Sin embargo, el plan de recuperación se desarrolla en un contexto marcado por la falta de definiciones oficiales, la paralización del sistema tras un trágico accidente y la llegada de los primeros seis F-16 Fighting Falcon AM/BM, que redefinirán el futuro del poder aéreo nacional en los próximos años. De acuerdo con el BAPIN N°107796, el proyecto contempla la incorporación de módulos de aviónica, autoprotección, subsistemas de a bordo y kits de componentes para motores y generadores.
El propósito es conservar una capacidad mínima de combate, pese a que los aviones permanecen en tierra desde 2024. Esta iniciativa, que asigna fondos a tareas de mantenimiento y recuperación, surge como una respuesta tardía ante una flota que no es ajena al paso del tiempo y que, próxima a cumplir tres décadas desde su incorporación, no cuenta con perspectivas claras de retorno al servicio activo. Durante los primeros años de la actual década, la Fuerza Aérea Argentina logró recuperar y poner en servicio varias unidades. Sin embargo, el punto de inflexión llegó en julio de 2024, con el accidente que costó la vida del Capitán Mauro Testa La Rosa, mientras pilotaba un A-4AR durante un ejercicio en Villa Reynolds.

Tras aquel suceso, la Fuerza Aérea dispuso la suspensión total de vuelos del sistema de armas, a la espera de las conclusiones de la Junta Zonal de Investigación. Desde entonces, los equipos técnicos de la V Brigada continúan realizando pruebas en tierra y mantenimientos parciales para evitar el deterioro estructural de las aeronaves, aunque ninguna de ellas se encuentra actualmente en condiciones de vuelo. Este esfuerzo sostenido busca preservar el conocimiento técnico y el capital humano en torno al sistema, en un contexto donde la mayor parte de los recursos financieros y logísticos se concentran en los F-16 Fighting Falcon.

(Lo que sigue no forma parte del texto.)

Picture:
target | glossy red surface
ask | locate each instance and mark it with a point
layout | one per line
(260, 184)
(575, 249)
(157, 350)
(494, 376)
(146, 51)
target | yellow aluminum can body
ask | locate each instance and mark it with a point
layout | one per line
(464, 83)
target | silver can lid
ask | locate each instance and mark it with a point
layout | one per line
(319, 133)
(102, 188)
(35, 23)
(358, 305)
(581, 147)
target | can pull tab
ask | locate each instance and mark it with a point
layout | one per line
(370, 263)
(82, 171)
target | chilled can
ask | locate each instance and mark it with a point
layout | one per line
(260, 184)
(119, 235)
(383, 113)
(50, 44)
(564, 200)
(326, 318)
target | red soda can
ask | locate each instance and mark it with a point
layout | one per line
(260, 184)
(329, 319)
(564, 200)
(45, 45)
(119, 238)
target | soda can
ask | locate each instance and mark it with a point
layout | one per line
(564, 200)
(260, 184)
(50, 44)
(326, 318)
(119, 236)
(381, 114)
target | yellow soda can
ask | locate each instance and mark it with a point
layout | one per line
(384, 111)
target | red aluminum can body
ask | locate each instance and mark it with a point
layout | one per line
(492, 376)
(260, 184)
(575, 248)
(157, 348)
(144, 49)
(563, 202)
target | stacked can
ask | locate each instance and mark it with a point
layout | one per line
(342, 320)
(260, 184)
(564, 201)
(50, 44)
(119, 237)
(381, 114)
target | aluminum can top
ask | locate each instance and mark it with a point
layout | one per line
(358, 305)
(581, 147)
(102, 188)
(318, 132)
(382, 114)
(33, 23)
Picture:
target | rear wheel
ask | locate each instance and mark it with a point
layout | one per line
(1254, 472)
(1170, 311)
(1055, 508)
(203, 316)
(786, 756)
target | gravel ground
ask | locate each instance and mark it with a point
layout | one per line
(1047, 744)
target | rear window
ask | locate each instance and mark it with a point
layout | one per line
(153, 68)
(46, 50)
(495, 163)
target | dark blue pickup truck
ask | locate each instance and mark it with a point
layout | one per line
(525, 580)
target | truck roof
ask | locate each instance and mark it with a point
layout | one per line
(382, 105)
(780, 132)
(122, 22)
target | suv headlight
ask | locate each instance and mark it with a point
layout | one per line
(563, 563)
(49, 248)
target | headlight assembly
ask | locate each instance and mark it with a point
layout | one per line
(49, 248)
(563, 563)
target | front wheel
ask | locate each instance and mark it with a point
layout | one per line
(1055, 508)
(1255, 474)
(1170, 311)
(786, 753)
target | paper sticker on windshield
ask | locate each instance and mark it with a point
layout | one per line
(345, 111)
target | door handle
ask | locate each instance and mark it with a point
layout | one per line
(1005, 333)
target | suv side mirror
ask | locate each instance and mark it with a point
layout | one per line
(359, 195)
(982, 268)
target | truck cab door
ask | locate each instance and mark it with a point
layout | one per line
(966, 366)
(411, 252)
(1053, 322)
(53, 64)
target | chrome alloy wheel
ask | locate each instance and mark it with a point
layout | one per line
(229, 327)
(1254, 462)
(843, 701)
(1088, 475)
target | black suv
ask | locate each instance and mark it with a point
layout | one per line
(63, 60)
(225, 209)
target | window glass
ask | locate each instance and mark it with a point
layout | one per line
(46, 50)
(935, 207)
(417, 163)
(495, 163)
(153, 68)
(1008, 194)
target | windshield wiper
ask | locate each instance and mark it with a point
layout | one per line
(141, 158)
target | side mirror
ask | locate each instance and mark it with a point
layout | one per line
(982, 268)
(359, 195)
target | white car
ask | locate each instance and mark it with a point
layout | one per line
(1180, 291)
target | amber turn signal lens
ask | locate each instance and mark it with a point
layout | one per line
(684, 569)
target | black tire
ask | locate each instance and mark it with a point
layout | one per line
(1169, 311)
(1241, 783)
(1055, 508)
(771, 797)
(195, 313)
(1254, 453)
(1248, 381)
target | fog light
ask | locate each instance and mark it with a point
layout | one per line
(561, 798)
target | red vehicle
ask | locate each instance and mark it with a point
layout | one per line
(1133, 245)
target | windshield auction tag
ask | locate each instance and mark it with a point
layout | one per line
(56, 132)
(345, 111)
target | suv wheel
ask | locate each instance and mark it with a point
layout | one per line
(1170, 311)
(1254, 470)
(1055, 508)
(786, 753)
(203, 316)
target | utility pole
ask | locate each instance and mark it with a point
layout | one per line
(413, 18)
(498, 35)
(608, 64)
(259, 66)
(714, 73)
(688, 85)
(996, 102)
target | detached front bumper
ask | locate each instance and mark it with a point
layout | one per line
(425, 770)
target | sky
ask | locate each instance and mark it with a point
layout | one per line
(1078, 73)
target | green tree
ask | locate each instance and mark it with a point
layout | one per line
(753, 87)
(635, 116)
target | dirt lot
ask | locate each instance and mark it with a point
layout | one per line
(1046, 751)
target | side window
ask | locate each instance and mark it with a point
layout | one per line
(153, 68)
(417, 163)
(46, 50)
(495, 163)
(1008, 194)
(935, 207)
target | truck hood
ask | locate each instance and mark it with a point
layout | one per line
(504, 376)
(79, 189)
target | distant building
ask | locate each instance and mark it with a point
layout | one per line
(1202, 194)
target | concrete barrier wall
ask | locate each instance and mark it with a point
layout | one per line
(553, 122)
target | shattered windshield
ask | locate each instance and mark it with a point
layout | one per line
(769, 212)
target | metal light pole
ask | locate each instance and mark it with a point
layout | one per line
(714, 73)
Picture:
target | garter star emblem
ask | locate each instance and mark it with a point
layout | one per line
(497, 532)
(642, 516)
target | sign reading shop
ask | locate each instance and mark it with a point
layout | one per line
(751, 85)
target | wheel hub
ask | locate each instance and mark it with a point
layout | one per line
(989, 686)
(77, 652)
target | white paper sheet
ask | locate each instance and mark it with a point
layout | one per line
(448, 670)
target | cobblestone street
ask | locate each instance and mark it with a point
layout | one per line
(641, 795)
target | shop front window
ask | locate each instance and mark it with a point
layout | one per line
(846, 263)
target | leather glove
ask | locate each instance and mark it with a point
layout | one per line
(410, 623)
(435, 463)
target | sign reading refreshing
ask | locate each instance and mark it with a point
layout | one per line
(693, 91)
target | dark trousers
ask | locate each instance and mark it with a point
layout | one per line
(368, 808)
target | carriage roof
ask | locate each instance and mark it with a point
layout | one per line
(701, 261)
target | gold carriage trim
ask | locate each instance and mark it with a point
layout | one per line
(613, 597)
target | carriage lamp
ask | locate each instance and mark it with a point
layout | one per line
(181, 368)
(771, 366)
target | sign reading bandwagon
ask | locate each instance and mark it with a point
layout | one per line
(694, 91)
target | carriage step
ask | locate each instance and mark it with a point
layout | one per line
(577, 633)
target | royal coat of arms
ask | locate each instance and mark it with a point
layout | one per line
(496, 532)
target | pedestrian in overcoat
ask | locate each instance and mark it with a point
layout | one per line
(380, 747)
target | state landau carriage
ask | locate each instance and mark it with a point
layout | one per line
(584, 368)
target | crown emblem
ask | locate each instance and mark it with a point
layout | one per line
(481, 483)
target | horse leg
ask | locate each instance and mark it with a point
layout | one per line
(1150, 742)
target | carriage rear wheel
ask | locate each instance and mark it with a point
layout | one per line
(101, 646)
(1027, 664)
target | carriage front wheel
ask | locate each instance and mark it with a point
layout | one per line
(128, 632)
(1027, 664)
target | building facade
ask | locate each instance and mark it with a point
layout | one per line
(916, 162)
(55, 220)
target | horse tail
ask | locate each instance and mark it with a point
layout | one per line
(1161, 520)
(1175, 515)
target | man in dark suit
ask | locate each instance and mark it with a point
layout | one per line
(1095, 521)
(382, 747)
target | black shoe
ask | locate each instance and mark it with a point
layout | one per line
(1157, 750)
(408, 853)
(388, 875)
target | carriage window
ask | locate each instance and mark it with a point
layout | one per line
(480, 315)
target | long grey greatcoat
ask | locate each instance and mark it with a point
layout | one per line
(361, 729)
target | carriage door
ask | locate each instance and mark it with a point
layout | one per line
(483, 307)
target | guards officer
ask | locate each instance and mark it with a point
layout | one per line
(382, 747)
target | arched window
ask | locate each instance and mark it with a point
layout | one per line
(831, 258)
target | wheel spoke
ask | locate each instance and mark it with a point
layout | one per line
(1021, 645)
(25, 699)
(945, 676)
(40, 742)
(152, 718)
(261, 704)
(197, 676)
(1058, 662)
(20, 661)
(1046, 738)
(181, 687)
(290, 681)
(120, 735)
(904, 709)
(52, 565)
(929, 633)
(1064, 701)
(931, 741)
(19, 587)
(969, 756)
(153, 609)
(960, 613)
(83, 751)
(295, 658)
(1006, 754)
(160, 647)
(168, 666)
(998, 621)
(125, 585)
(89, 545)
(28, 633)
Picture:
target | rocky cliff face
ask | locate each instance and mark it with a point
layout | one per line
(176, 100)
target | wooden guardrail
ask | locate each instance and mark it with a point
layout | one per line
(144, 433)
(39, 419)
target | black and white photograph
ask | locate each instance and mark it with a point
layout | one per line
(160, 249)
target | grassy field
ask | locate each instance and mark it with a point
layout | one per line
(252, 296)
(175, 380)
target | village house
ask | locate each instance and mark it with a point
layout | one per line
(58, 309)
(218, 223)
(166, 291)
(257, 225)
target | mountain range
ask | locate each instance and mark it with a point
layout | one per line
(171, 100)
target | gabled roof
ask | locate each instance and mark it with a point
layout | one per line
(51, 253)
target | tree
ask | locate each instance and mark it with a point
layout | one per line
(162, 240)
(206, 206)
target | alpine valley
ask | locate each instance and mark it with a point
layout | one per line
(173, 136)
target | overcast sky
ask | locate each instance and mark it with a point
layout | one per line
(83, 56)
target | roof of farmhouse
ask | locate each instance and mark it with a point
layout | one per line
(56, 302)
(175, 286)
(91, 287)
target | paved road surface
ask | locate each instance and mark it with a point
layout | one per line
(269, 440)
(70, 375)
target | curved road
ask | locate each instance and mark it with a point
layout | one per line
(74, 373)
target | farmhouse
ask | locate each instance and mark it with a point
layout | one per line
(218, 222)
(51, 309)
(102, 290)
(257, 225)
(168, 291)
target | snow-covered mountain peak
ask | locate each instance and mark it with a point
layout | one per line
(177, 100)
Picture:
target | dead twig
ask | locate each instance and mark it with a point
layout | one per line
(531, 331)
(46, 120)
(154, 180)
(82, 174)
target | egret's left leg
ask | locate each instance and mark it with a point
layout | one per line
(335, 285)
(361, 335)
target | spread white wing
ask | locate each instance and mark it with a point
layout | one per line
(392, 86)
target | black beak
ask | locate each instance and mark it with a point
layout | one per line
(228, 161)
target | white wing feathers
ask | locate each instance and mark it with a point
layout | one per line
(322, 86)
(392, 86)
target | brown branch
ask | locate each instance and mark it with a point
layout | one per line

La diferencia entre ambos programas es evidente. Mientras los F-16, adquiridos a Dinamarca, reciben apoyo político y financiero para iniciar sus primeros vuelos, previstos para el próximo mes de marzo, los A-4AR enfrentan un panorama incierto. El BAPIN en curso apunta a mantener un mínimo nivel de entrenamiento y capacidad operativa, aunque la antigüedad de los componentes y la obsolescencia de su aviónica los colocan más cerca de un retiro progresivo que de una recuperación sostenida.

Mientras tanto, a medida que avanza la consolidación del sistema F-16 en la Fuerza Aérea Argentina, el horizonte de los A-4AR Fightinghawk continúa siendo incierto. La asignación de fondos por sí sola no garantiza su retorno, dada la complejidad de reactivar un sistema hoy inoperativo. En definitiva, el futuro de estos cazabombarderos, que desde la baja de la familia Mirage en 2015 sostuvieron el peso de la aviación de combate, se enfrentan a una realidad que exige dar un salto hacia una nueva etapa en la defensa aérea argentina.